Во-первых, с точки зрения традиционных представлений о реформаторстве, главной особенностью билля о реформе было отсутствие самой реформы. Его обсуждение было связано с громадным приливом народного энтузиазма, но когда люди столкнулись с законодательно оформленным биллем, энтузиазм схлынул. Билль предоставил избирательные права среднему классу, но лишил прав определенные группы трудящихся классов. Это заметно сказалось на балансе консервативных сил и опасно-революционных элементов – правящий класс стал куда сильнее, чем был до того.
Тем не менее эта дата важна, но не потому, что она дает отсчет началу демократии в нашей стране, -нет, она важна потому, что служит точкой отсчета в применении лучшего из когда-либо придуманных методов уклонения от демократии. Именно с этого билля началась практика гомеопатического лечения общества от революции, столь часто с тех пор оказывавшегося успешным.

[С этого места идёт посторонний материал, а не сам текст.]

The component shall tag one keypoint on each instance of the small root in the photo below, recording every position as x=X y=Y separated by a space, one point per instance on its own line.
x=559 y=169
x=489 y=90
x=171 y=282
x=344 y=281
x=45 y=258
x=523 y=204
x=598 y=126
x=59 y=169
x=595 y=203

Уже в следующем поколении Дизраэли – блестящий еврейский авантюрист, ставший символом того, что английская аристократия более не является подлинно английской – дал право голоса и мастеровым. Разумеется, лишь частично. Это был партийный ход против его соперника, Гладстона, но в куда большей степени – реализация испытанного метода народного подавления: сперва значительно усилить гнет, затем немного его ослабить. Политики сказали трудящимся классам, что те уже достаточно сильны и потому могут голосовать. Вернее было бы сказать, что теперь трудящиеся классы достаточно слабы, и именно поэтому им позволено голосовать.
Дело в том, что старая парламентская олигархия покинула первую линию обороны, поскольку к этому времени уже была построена вторая линия. Она опиралась на сконцентрированные в частных руках колоссальные политические фонды, делавшие власть политиков безответственной. Эту линию обороны строили при помощи продажи титулов пэра и прочих властных атрибутов, ставших предметом торга, а затем дополнили хитроумной схемой масштабных и дорогих выборов. Если принять во внимание этот оборонительный рубеж, то право голоса превратилось в столь же ценную вещь, как билет на поезд в те места, где рельсы навсегда заблокированы.
Фасадом, внешней формой нового секретного правительства стало простое механическое приложение, называемое партийной системой. На самом деле партийная система состоит не из двух партий, как некоторые предполагают, а лишь из одной. Если бы две партии существовали в действительности, система бы не устояла.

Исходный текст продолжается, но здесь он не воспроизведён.